José Serra terminou a semana em Paris, na OCDE. Na América Latina, as atenções dividiam-se entre a ruidosa confrontação de Luís Almagro, o secretário-geral da OEA, com Nicolás Maduro, o chefe do regime chavista na Venezuela, e o sólido, inexpugnável silêncio do Brasil. Diplomatas argentinos, chilenos e mexicanos esboçaram o plano de enviar uma delegação da OEA a Caracas com a missão de persuadir Maduro a acatar o referendo revogatório –mas congelaram a ideia diante da ausência de uma palavra brasileira. Temer inaugura sua política externa com uma abdicação da responsabilidade de liderar. Haverá consequências.
Uma circular não escrita esclarece a ordem de silêncio. Matias Spektor detalhou seu conteúdo (Folha, 2/6, p. 2). Brasília não só "não liderará o movimento internacional contra a escalada autoritária na Venezuela" como "tampouco será protagonista do processo de denúncias globais dos desmandos" pois teme "os enormes custos embutidos numa empreitada dessa natureza".

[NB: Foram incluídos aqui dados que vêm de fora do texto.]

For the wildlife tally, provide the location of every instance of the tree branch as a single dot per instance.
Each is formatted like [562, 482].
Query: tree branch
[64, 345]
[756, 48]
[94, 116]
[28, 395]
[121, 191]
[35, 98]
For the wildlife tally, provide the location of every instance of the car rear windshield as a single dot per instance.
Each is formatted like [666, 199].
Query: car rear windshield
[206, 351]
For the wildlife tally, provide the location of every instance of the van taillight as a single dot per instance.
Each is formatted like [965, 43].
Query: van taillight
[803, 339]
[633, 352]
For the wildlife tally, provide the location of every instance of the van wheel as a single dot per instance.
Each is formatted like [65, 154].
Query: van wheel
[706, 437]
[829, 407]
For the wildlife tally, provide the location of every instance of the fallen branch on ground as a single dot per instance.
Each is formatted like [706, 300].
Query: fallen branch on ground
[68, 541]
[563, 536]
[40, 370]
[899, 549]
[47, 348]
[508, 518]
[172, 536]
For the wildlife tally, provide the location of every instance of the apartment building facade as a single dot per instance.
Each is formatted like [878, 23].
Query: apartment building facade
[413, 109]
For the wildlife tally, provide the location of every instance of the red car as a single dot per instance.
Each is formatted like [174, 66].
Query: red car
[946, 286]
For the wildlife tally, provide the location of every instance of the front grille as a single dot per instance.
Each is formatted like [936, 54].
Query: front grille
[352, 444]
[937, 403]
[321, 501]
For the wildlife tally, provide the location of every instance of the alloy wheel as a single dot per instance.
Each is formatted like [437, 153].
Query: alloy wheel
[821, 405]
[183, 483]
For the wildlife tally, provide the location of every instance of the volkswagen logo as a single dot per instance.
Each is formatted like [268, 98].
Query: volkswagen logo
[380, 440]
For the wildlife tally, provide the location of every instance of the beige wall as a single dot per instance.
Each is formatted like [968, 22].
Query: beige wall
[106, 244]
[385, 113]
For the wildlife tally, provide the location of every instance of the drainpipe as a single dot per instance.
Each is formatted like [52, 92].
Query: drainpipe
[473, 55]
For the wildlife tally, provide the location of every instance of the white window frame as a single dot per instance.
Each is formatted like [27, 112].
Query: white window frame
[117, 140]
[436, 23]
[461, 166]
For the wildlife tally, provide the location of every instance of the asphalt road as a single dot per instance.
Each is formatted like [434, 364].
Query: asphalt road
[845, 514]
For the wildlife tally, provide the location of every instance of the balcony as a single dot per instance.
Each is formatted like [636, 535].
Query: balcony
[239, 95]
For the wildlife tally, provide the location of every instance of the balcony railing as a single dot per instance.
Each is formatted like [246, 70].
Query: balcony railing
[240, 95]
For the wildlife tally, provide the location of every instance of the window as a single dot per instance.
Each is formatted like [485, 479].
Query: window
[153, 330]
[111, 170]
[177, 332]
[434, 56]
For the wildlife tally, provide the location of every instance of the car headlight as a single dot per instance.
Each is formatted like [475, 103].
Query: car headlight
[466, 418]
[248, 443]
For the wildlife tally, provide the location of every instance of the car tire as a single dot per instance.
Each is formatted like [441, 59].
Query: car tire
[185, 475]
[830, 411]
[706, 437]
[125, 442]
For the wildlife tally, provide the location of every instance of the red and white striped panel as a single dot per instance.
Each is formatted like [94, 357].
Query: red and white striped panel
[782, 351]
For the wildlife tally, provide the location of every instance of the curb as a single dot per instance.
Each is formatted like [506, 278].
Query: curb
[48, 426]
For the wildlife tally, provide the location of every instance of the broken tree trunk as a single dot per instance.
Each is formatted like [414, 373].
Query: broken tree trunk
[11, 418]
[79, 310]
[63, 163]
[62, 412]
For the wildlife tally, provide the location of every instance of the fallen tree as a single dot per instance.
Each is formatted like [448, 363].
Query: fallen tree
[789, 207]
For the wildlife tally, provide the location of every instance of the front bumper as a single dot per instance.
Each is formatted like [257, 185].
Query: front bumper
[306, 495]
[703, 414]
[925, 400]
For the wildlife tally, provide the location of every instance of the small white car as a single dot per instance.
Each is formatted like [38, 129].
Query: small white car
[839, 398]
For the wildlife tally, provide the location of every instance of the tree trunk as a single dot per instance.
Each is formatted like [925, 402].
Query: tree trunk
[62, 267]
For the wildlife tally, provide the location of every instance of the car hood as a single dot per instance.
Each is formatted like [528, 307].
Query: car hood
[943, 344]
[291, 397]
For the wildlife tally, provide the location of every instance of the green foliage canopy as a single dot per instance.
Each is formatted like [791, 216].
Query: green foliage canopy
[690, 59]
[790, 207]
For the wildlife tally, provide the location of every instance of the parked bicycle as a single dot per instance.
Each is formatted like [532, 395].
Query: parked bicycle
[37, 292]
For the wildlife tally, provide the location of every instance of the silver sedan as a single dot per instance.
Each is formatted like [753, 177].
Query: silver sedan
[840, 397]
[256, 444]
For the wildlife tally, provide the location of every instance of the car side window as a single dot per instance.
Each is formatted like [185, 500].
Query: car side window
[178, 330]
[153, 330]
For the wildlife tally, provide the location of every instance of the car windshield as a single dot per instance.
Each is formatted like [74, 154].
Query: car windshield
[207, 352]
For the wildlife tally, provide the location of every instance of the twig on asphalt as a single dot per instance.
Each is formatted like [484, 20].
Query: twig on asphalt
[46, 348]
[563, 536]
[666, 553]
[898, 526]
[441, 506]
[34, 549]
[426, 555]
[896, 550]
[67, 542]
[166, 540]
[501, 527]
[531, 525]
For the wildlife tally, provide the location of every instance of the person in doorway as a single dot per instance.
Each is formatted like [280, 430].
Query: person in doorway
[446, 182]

O realismo, reza a circular, impõe o reconhecimento de que faltam-nos instrumentos eficazes para conter um regime que "opera em modo de sobrevivência", está pronto "a chegar às últimas consequências" e não se deterá mesmo se confrontado com suspensões do Mercosul ou da OEA. De mais a mais, "nenhuma força política brasileira" atribui ao Brasil "responsabilidades especiais pelo destino da Venezuela". Assim se prepara um desastre: a prudência, que demanda a inação, logo dará lugar à emergência, que solicitará ações desesperadas.
Todos os sinais de uma explosão catastrófica se reúnem na Venezuela. Sobre a paisagem de um colapso econômico, desenvolve-se uma ruptura institucional, na moldura de cisões entre os militares e na presença de milícias chavistas armadas. O país vizinho encara o espectro da guerra civil.
Nenhum ator externo tem o poder de evitar um desenlace trágico, mas a responsabilidade do Brasil é alinhar os atores regionais num esforço derradeiro de mediação. A única saída legal encontra-se no referendo revogatório. A alternativa é a ditadura escancarada, seguida pela violência descontrolada.
Só o Brasil tem a chave de ignição do motor da diplomacia. Obama decidiu, anos atrás, restringir as iniciativas americanas na Venezuela a declarações de princípio, sob pena de adensar o discurso "anti-imperialista" do chavismo, que funciona como ferramenta de intensificação da repressão interna. Hoje, Washington prioriza a abertura para Cuba e a conclusão da paz na Colômbia, objetivos inconciliáveis com um confronto com Caracas.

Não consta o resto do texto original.